Zoom sur une AAPPMA : PLA (les Pêcheurs à la Ligne de l’Ain).
Par Nicolas39 le vendredi 23 décembre 2016, 06:31 - Gestion piscicole - Lien permanent
De retour avec cette catégorie qui me tient particulièrement à coeur. Je vous propose aujourd'hui de découvrir une des AAPPMA très active de la basse rivière d'Ain (01). J'en profite d'ailleurs pour féliciter ces bénévoles qui travaillent au jour le jour pour l'ensemble des pêcheurs. Un grand merci à eux. Bonne lecture.
1-Pour que les lecteurs de ce blog puissent bien se situer, merci de nous localiser les lots dont votre AAPPMA a la gestion.
L’AAPPMA PLA (les Pêcheurs à la Ligne de l’Ain) existe depuis le 22 juillet 1904, à l’origine elle était implantée sur la commune de Pont d’Ain, en plus d’un siècle d’existence elle a étendu son territoire. Géographiquement, notre association se trouve au centre du département de l’Ain, au carrefour de 4 territoires emblématiques : la Bresse, le Bugey, la Dombes et le Revermont. Nous avons aujourd’hui des parcours sur les communes d’Ambérieu-en-Bugey, Ambronay, Bettant, Druillat, Jujurieux, Pont d’Ain, Priay, Saint-Denis-en-Bugey, Saint-Jean-le-Vieux et Varambon. Cependant pour certaines de ces communes nos parcours se limitent à quelques mètres et nous partageons leurs territoires avec d’autres structures halieutiques.
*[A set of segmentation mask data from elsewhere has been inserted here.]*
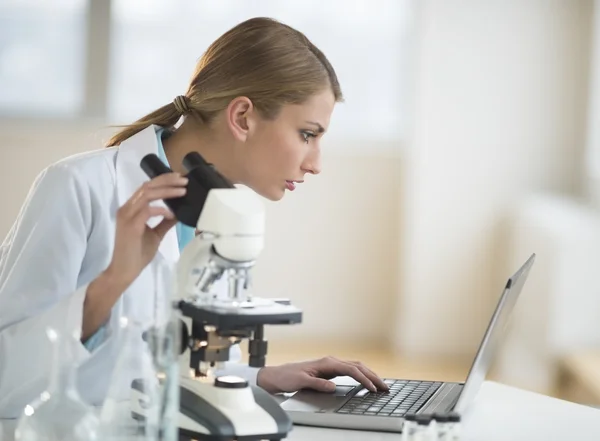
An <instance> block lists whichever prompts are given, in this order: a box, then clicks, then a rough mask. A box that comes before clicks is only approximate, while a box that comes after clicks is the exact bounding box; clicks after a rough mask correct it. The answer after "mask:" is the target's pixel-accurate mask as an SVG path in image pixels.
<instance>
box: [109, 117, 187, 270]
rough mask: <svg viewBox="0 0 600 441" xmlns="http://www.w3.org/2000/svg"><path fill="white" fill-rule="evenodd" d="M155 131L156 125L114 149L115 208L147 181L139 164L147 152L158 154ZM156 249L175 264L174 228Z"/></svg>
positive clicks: (163, 203)
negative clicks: (157, 249)
mask: <svg viewBox="0 0 600 441" xmlns="http://www.w3.org/2000/svg"><path fill="white" fill-rule="evenodd" d="M158 129H159V127H158V126H156V125H151V126H149V127H147V128H146V129H144V130H142V131H140V132H138V133H136V134H135V135H133V136H132V137H131V138H129V139H127V140H125V141H123V142H122V143H121V145H120V146H119V147H118V151H117V158H116V175H117V182H116V185H117V197H118V201H119V207H121V206H123V205H124V204H125V203H126V202H127V201H128V200H129V199H130V198H131V196H132V195H133V194H134V193H135V192H136V191H137V189H138V188H139V187H140V186H141V185H142V184H143V183H144V182H146V181H148V180H149V178H148V176H147V175H146V173H144V171H143V170H142V168H141V167H140V162H141V160H142V158H143V157H144V156H146V155H148V154H150V153H154V154H158V142H157V140H156V130H158ZM152 205H156V206H163V207H166V204H165V203H164V202H163V201H156V202H155V203H153V204H152ZM161 220H162V217H153V218H151V219H149V220H148V226H149V227H151V228H152V227H154V226H156V225H157V224H158V223H159V222H160V221H161ZM158 250H159V252H160V254H161V255H162V256H163V257H164V258H165V259H167V260H168V261H169V262H175V261H176V260H177V259H178V258H179V246H178V243H177V232H176V229H175V228H171V230H169V232H168V233H167V234H166V236H165V237H164V239H163V240H162V242H161V243H160V246H159V249H158Z"/></svg>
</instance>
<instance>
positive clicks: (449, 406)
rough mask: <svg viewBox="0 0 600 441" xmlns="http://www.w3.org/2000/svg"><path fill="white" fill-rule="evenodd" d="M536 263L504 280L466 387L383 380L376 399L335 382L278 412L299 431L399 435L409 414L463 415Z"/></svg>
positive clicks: (294, 397) (300, 394)
mask: <svg viewBox="0 0 600 441" xmlns="http://www.w3.org/2000/svg"><path fill="white" fill-rule="evenodd" d="M534 260H535V254H532V255H531V256H530V257H529V259H527V261H526V262H525V263H524V264H523V265H522V266H521V268H519V270H518V271H517V272H516V273H515V274H514V275H513V276H512V277H510V278H509V279H508V282H507V283H506V285H505V287H504V290H503V292H502V295H501V296H500V300H499V301H498V305H497V306H496V309H495V310H494V314H493V315H492V318H491V320H490V322H489V324H488V327H487V329H486V332H485V334H484V336H483V340H482V341H481V344H480V346H479V349H478V351H477V354H476V355H475V359H474V361H473V364H472V365H471V369H470V370H469V373H468V375H467V379H466V381H465V382H462V383H453V382H444V381H420V380H408V379H407V380H398V379H384V381H385V382H386V384H387V385H388V386H389V387H390V390H389V392H375V393H374V392H370V391H369V390H368V389H365V388H364V387H363V386H361V385H360V384H359V383H357V382H356V381H355V380H353V379H352V378H348V377H338V378H336V379H334V382H335V383H336V385H337V387H336V390H335V392H332V393H325V392H316V391H312V390H301V391H298V392H297V393H295V394H294V395H293V396H292V397H290V398H289V399H287V400H286V401H284V402H283V403H281V407H282V408H283V409H284V410H285V411H286V412H287V413H288V415H289V416H290V418H291V419H292V421H293V422H294V424H297V425H307V426H317V427H331V428H342V429H356V430H371V431H382V432H398V433H399V432H401V431H402V426H403V424H404V416H405V415H407V414H417V415H418V414H432V413H436V412H442V413H444V412H450V411H454V412H458V413H459V414H463V413H464V412H465V410H466V409H467V408H468V406H469V405H470V404H471V403H472V401H473V400H474V398H475V396H476V395H477V392H478V391H479V388H480V387H481V385H482V384H483V382H484V380H485V376H486V375H487V372H488V369H489V367H490V364H491V361H492V357H493V355H494V353H495V352H496V350H497V347H498V344H499V342H500V339H501V336H502V334H503V332H504V330H505V328H506V325H507V321H508V318H509V315H510V313H511V311H512V309H513V307H514V306H515V303H516V301H517V298H518V297H519V294H520V293H521V290H522V288H523V285H524V283H525V281H526V280H527V276H528V274H529V270H530V269H531V267H532V265H533V262H534ZM339 379H341V380H342V381H337V380H339ZM344 379H346V380H345V381H344Z"/></svg>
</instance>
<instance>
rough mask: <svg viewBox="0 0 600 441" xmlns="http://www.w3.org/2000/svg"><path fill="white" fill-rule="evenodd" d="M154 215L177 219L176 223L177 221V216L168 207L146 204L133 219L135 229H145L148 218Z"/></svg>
mask: <svg viewBox="0 0 600 441" xmlns="http://www.w3.org/2000/svg"><path fill="white" fill-rule="evenodd" d="M154 216H163V217H164V218H165V219H167V220H169V221H175V223H176V222H177V220H176V219H175V216H174V215H173V213H172V212H171V210H169V209H168V208H165V207H151V206H146V208H145V209H144V210H140V211H139V212H138V213H137V215H136V216H135V217H134V218H133V219H132V220H131V223H132V226H133V227H134V231H137V232H139V233H142V232H143V231H145V230H146V223H147V222H148V219H150V218H151V217H154Z"/></svg>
Nous avons en gestion des rivières : la BRA (Basse Rivière d’Ain sur les lots B19/B20/B21) et ses annexes (canal d’Oussiat, canaux Convert), le Suran, l’Albarine et le Gardon. A cela, il faut ajouter nos 3 plans d’eau de seconde catégorie : le trou Vogliano (<1 ha) à Pont d’Ain, le lac Concours (3,5 ha) à Pont d’Ain et le plan d’eau de Longeville (33 ha) sur les communes d’Ambronay et Pont d’Ain. Cela représente au total : 18 km de parcours sur des rivières de première catégorie, 4.5 km en seconde catégorie et 37 ha de plans d’eau.
2-Quels sont les droits dont il faut s’acquitter pour avoir le droit de pêche sur vos linéaires ?
Notre AAPPMA est réciprocitaire, malgré ce statut notre parcours possède certaines spécificités. La BRA étant en domaine public, pour y avoir accès avec une canne tenue en main, il suffit de s’être acquitté de la CPMA (Cotisation Pour les Milieux Aquatique). Pour les annexes de la BRA, l’Albarine, le Suran et nos plans d’eau qui sont en domaine privé, il faut une carte réciprocitaire du département de l’Ain, ou une carte interdépartementale d’une fédération affiliée au CHI, EHGO ou URNE. Le Gardon, quant à lui, est géré en ruisseau pépinière et il est classé en réserve de pêche sur ton son linéaire.
Parcours sur la basse rivière d'Ain, les plans d'eau, le Suran.
3-Comment définiriez-vous votre AAPPMA en termes de politique piscicole ?
Historiquement, notre AAPPMA avait une gestion assez traditionnelle, elle n’avait pas réellement tourné la page de l’APP (Association de Pêche et de Pisciculture). Puis au début des années 2010, l’ancien président et une partie des administrateurs ont claqué la porte de l’AAPPMA. Un nouveau président a permis à quelques jeunes de s’investir aux côtés d’anciens administrateurs. La cohabitation ne fut pas toujours facile, mais nous sommes arrivés à faire notre premier petit parcours no-kill de 300 mètres (non sans mal), notre site internet et notre page Facebook.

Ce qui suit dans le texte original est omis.